Mercoledì delle ceneri




 Il Mercoledì delle Ceneri è il giorno nel quale ha inizio la quaresima, il periodo di quaranta giorni che precedono la Pasqua di Risurrezione e nei quali al Chiesa cattolica invita i fedeli ad un cammino di penitenza, di preghiera, di carità per giungere convertiti al rinnovamento delle promesse battesimali, che si compirà appunto la Domenica di Pasqua.

 Momento caratteristico della liturgia del Mercoledì delle Ceneri è lo spargimento, da parte del celebrante, di un pizzico di cenere benedetta sul capo dei fedeli. Si accompagna tale rito con le parole «Convertitevi e credete al Vangelo» (Mc 1,15), frase introdotta dal Concilio Vaticano II, mentre prima si utilizzava l'ammonimento, contenuto nel Libro della Genesi, «Memento homo, quia pulvis es et in pulverem reverteris» («Ricordati uomo, che sei polvere e in polvere ritornerai»), forma quest'ultima ancora in uso nella Messa tridentina.

 È consuetudine che le ceneri utilizzate per l'imposizione delle ceneri sul capo dei fedeli si ricavino dalla bruciatura dei rametti di palme o di ulivo benedetti in occasione della Domenica delle Palme, dell'anno precedente.

 Altro aspetto caratteristico della liturgia che ha inizio il Mercoledì delle Ceneri è l'uso del colore viola per i paramenti sacri nonché il fatto che per tutto il periodo quaresimale non si canta l'alleluia e non si recita il gloria.

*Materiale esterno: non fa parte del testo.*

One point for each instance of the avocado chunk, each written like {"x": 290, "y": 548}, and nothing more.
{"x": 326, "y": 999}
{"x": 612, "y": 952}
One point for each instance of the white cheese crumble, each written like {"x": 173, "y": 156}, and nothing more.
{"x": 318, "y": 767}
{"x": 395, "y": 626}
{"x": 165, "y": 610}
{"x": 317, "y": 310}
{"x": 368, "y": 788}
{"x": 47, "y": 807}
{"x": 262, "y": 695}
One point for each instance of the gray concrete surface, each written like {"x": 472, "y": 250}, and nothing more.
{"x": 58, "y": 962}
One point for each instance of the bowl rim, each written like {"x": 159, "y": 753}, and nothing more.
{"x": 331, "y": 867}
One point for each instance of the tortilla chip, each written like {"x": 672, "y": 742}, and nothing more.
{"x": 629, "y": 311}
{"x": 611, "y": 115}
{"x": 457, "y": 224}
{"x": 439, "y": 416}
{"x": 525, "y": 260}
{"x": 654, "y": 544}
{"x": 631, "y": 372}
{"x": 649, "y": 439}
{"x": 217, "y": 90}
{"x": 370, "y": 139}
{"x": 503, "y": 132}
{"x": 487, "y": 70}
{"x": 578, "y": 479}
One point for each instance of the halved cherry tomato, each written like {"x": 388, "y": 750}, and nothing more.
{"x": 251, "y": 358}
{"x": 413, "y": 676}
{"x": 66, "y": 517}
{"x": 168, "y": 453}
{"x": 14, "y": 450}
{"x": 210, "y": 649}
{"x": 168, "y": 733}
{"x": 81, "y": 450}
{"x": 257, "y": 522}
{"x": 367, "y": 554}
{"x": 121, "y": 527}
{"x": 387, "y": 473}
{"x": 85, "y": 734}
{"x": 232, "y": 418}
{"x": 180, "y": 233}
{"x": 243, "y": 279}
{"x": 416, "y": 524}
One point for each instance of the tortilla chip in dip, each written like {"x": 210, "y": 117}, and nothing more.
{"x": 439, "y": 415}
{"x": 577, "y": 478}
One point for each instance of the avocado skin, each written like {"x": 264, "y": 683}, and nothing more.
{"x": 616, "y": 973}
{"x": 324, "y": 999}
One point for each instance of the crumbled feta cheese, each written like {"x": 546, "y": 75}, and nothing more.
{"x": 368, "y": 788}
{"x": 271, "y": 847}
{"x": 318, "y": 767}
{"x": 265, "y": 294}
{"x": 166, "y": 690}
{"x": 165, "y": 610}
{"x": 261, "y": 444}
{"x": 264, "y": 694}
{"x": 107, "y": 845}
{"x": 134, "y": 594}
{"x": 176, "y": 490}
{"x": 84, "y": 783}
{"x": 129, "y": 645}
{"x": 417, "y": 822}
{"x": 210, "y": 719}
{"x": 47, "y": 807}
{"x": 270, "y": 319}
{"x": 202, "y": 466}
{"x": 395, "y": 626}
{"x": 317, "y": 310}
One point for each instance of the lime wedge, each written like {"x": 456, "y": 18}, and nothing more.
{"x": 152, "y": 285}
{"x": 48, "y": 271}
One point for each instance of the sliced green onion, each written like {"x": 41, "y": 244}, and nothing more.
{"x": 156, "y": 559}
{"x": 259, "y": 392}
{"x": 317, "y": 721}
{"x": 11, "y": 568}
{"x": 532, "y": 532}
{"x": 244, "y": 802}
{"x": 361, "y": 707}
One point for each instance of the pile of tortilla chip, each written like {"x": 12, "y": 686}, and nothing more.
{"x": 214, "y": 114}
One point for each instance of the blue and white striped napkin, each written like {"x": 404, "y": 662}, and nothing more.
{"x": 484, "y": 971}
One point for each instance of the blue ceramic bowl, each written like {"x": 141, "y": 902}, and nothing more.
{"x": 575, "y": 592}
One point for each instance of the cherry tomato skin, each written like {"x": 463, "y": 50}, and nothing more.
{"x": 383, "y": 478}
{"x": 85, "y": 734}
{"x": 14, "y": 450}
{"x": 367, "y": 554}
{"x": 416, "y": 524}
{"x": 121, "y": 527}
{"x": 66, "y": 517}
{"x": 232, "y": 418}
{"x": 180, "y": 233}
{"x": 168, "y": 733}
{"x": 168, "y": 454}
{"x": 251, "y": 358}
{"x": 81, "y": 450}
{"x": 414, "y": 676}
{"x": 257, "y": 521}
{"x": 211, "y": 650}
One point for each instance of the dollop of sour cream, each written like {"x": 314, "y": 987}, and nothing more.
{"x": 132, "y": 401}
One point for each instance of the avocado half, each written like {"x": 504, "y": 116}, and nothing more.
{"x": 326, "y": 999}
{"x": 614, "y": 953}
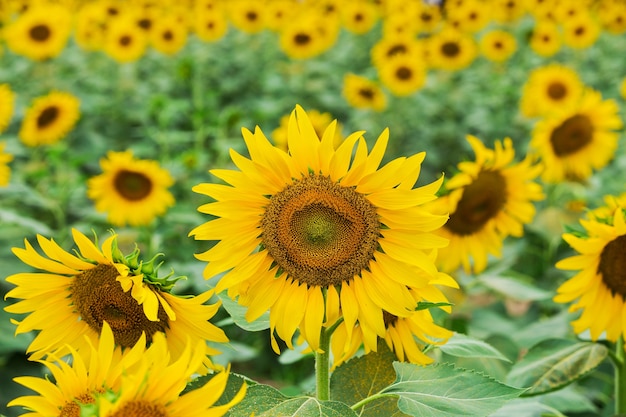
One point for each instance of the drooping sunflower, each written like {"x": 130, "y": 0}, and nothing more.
{"x": 41, "y": 32}
{"x": 7, "y": 103}
{"x": 363, "y": 93}
{"x": 598, "y": 287}
{"x": 5, "y": 171}
{"x": 577, "y": 140}
{"x": 318, "y": 220}
{"x": 498, "y": 45}
{"x": 550, "y": 88}
{"x": 130, "y": 190}
{"x": 49, "y": 119}
{"x": 139, "y": 381}
{"x": 489, "y": 199}
{"x": 69, "y": 300}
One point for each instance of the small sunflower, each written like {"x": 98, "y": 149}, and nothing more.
{"x": 41, "y": 32}
{"x": 140, "y": 381}
{"x": 49, "y": 119}
{"x": 320, "y": 230}
{"x": 402, "y": 75}
{"x": 131, "y": 191}
{"x": 362, "y": 93}
{"x": 488, "y": 200}
{"x": 68, "y": 302}
{"x": 5, "y": 171}
{"x": 577, "y": 140}
{"x": 598, "y": 287}
{"x": 498, "y": 45}
{"x": 7, "y": 103}
{"x": 549, "y": 89}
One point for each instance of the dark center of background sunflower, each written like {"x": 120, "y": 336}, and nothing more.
{"x": 133, "y": 186}
{"x": 482, "y": 200}
{"x": 47, "y": 117}
{"x": 319, "y": 232}
{"x": 612, "y": 266}
{"x": 40, "y": 33}
{"x": 572, "y": 135}
{"x": 97, "y": 297}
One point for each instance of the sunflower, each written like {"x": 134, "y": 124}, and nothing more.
{"x": 7, "y": 102}
{"x": 49, "y": 119}
{"x": 318, "y": 230}
{"x": 598, "y": 287}
{"x": 41, "y": 32}
{"x": 5, "y": 171}
{"x": 402, "y": 75}
{"x": 575, "y": 141}
{"x": 488, "y": 200}
{"x": 131, "y": 191}
{"x": 124, "y": 40}
{"x": 68, "y": 302}
{"x": 550, "y": 88}
{"x": 498, "y": 45}
{"x": 139, "y": 381}
{"x": 545, "y": 39}
{"x": 362, "y": 93}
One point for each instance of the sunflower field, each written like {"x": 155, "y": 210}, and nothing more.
{"x": 312, "y": 208}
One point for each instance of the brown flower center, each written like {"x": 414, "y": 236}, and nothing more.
{"x": 482, "y": 200}
{"x": 97, "y": 297}
{"x": 572, "y": 135}
{"x": 319, "y": 232}
{"x": 132, "y": 185}
{"x": 612, "y": 266}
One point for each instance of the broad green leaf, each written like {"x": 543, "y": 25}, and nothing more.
{"x": 266, "y": 401}
{"x": 445, "y": 391}
{"x": 363, "y": 377}
{"x": 238, "y": 313}
{"x": 514, "y": 288}
{"x": 468, "y": 347}
{"x": 555, "y": 363}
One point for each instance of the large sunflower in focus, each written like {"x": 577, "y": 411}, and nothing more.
{"x": 598, "y": 288}
{"x": 73, "y": 295}
{"x": 578, "y": 139}
{"x": 320, "y": 230}
{"x": 131, "y": 191}
{"x": 49, "y": 119}
{"x": 488, "y": 200}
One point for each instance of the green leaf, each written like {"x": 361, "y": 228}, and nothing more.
{"x": 238, "y": 313}
{"x": 554, "y": 363}
{"x": 266, "y": 401}
{"x": 467, "y": 347}
{"x": 446, "y": 391}
{"x": 363, "y": 377}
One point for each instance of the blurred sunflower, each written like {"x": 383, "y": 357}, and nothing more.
{"x": 489, "y": 199}
{"x": 167, "y": 35}
{"x": 403, "y": 75}
{"x": 317, "y": 221}
{"x": 578, "y": 139}
{"x": 545, "y": 39}
{"x": 451, "y": 50}
{"x": 7, "y": 103}
{"x": 68, "y": 302}
{"x": 49, "y": 119}
{"x": 598, "y": 287}
{"x": 498, "y": 45}
{"x": 124, "y": 40}
{"x": 131, "y": 191}
{"x": 41, "y": 32}
{"x": 5, "y": 171}
{"x": 550, "y": 88}
{"x": 137, "y": 382}
{"x": 363, "y": 93}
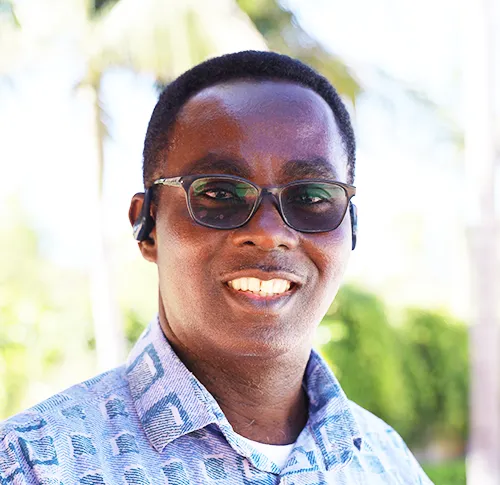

 PREGHIERA. «L'umiltà di Cristo ci ha insegnato ad essere umili: nella morte infatti si sottomise ai peccatori; la glorificazione di Cristo glorifica anche noi: con la risurrezione infatti ha preceduto i suoi fedeli. Se noi siamo morti con lui ? dice l'Apostolo ? vivremo pure con lui; se perseveriamo, regneremo anche insieme con lui (2 Tim. 2, 11. 12)» (Sant'Agostino Sermoni, 206, 1).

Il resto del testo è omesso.